44      Selon la Cour, s’il est exact, comme les requérants le soutiennent, que la rédaction de l’article 20, paragraphe 11, in limine, du règlement no 806/2014 apparaît rendre indispensable la réalisation d’une valorisation définitive ex post lorsque le CRU ne dispose que d’une valorisation provisoire, notamment en raison de l’emploi du présent de l’indicatif dans l’expression « est effectuée », lequel revêt d’ordinaire valeur impérative, et de la mention des termes « dans les meilleurs délais », il n’en demeure pas moins que le Tribunal était fondé à souligner l’absence d’impact de l’omission de la réalisation d’un tel rapport sur la situation juridique des parties requérantes, notamment au regard des deux objectifs de la valorisation définitive ex post, tels qu’énoncés à l’article 20, paragraphe 11, du règlement no 806/2014 [arrêts du 21 décembre 2021, Aeris Invest/CRU, C‑874/19 P, EU:C:2021:1040, point 78, et du 21 décembre 2021, Algebris (UK) et Anchorage Capital Group/CRU, C‑934/19 P, EU:C:2021:1042, point 89].

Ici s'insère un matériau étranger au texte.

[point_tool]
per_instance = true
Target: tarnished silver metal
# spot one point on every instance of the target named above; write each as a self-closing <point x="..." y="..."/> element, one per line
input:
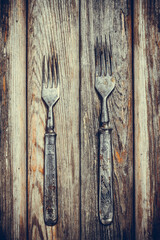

45      À cet égard, la Cour a estimé que la raison d’être de l’article 20, paragraphe 11, du règlement n806/2014, exprimée au second alinéa de cette disposition, ressortait de ses deux objectifs spécifiques, à savoir « faire en sorte que toute perte subie sur les actifs d’une entité visée à l’article 2 soit pleinement prise en compte dans la comptabilité de l’entité concernée » et « fournir les éléments permettant de décider sur la reprise des créances ou l’augmentation de la valeur de la contrepartie versée, conformément au paragraphe 12 [de l’article 20 de ce règlement] ». Même si le libellé de ce second objectif comporte une description assez large des conditions devant conduire à établir une valorisation définitive ex post, il importe de constater que celui-ci renvoie expressément à l’article 20, paragraphe 12, dudit règlement, dont il découle qu’il ne s’applique qu’à des situations spécifiques, à savoir celles dans lesquelles le CRU a eu recours à l’instrument de renflouement interne, à celui de l’établissement-relais ou à une structure de gestion des actifs [arrêts du 21 décembre 2021, Aeris Invest/CRU, C‑874/19 P, EU:C:2021:1040, point 79, et du 21 décembre 2021, Algebris (UK) et Anchorage Capital Group/CRU, C‑934/19 P, EU:C:2021:1042, point 90].

46      Compte tenu des particularités de la présente affaire, l’établissement d’un deuxième rapport de valorisation définitif ex post, même à le supposer obligatoire, n’aurait, de toute manière, répondu à aucune de ces deux finalités. Ainsi, les requérants n’ont pas soutenu que l’objectif mentionné à l’article 20, paragraphe 11, second alinéa, sous a), du règlement n806/2014 s’appliquerait en l’espèce. L’objectif mentionné à l’article 20, paragraphe 11, second alinéa, sous b), de ce règlement ne s’applique pas non plus, dans la mesure où l’instrument de résolution qui a été adopté à l’égard de Banco Popular est l’instrument de cession des activités prévu à l’article 24 du règlement no 806/2014 [voir, en ce sens, arrêts du 21 décembre 2021, Aeris Invest/CRU, C‑874/19 P, EU:C:2021:1040, point 80, et du 21 décembre 2021, Algebris (UK) et Anchorage Capital Group/CRU, C‑934/19 P, EU:C:2021:1042, point 91].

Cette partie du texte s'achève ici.